Opening space, transfer-in, small spaces

Julie Smith jsmith at mosquitonet.com
Tue Jul 9 09:22:11 PDT 2002


Greetings ~

I have some limited experience using OST in the classroom that might be
useful to others considering using this approach.

A colleague and I co-teach a university course for teachers called
Conflict Resolution in the Classroom.  This is a course we've taught 4
or 5 times in the past 2 years.  With some encouragement and ideas from
Judi, we decided to try using OST in this class this year.

The class met in May and June for six hours a day over six consecutive
days (except for weekends).  We framed our planning around our textbook,
which was easily divided into five sections.  (We couldn't assign
reading for the first day of class because students didn't have their
books yet.  We used the first day as an opportunity to get to know each
other, to play some games and talk about using cooperative games as a
way to help create connections and improve classroom culture, to cover
some basic conflict resolution theory, and to talk about how the class
would be structured.)

In our planning process, we decided days 2, 3, and 4 were most
appropriate for OST because the topics on those days were philosophical
in nature.  We pulled the themes for those days directly from the
section titles in our textbook.  We were less sure how to use OST for
the skill-building kinds of topics that we are accustomed to covering,
so we reserved days 5 and 6 to cover basic negotiation and mediation
skill-building kinds of things.

Thirteen teachers participated in the class.  The first day of class was
great.  We covered the ground we wanted to cover, and there was a sense
of connection, trust, and curiosity beginning to build.

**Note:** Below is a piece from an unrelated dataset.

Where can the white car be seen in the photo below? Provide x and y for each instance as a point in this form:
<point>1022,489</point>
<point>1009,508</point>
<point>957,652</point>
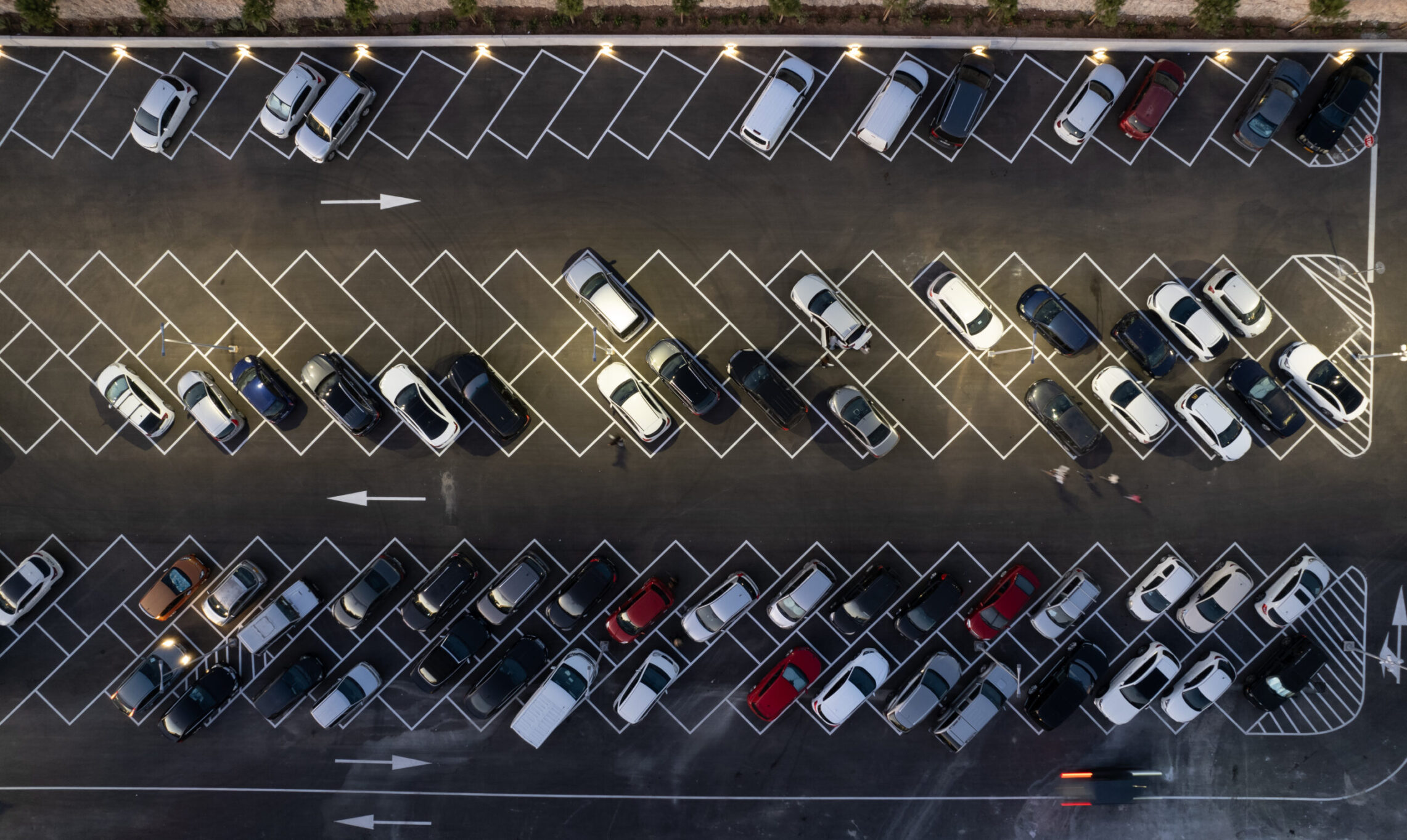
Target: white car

Day 2 we held our first OST. It was wonderful. Intense engaged
conversation, laughter, learning, insight, and growing respect and
regard.  In hindsight, I was really happy this day unfolded as it did,
as several groups met in different places over different topics, in
typical OST fashion.  As it turned out, after Day 2 the class was
completely unwilling to separate into small groups again.  They just
liked and respected each other too much.  No one wanted to miss a single
word.

Days 3 and 4 were also done in OST.  Topics were posted, and then
combined, and then arranged in such a way that the group stayed together
and met as a whole to discuss all the topics as a group.  As I said, no
one wanted to miss a word.

By the time we got to days 5 and 6, I was feeling very full and
satisfied and mostly irrelevant.  I did a little overview of a
negotiation process that is the core of some of the trainings I do,
expecting to move into a full day of discussion and role-playing, but it
fell flat.  They weren't done talking with each other yet.  It wasn't
over, and I was getting in the way.  So I let go of my expectations and
got out of the way.  We didn't formally open space on days 5 and 6, but
things ended up moving back into that mode.

The biggest learning for me was a deeper understanding of the vast need
for teachers to simply have an opportunity to talk with each other.  OST
revealed the gaping wound of isolation experienced by so many teachers.


(When I started thinking about what the school system does with those
rare moments of time that COULD be opportunities for talking (like
in-service days and continuing education courses), I realized all the
time is taken up with "experts" talking at teachers.  There is virtually
no time made available to teachers to simply talk with each other.  We
used OST at two teacher in-services in May, and expect to use the
process in additional in-services next year.  It's conceivable that
using OST with teachers may lead to them using OST in THEIR classrooms.)

The students loved the class.  We loved the class.  Of the many classes
I've been involved in as student and instructor, this one shines most
brightly.

I think there is much more to be learned from using OST in the
classroom.  I'm still thinking about the skill-building kinds of things
I'm accustomed to focusing on in my work with both youth and adults, and
wondering where they fit and how important they are.  These days I'm
paying more attention to how people are relating to each other and less
attention to the content of what they're talking about.  I find myself
caring less about whether students pick up the nuance of communication
theory, and more about whether they look each other in the eye and smile
as they walk out the door at the end of the day.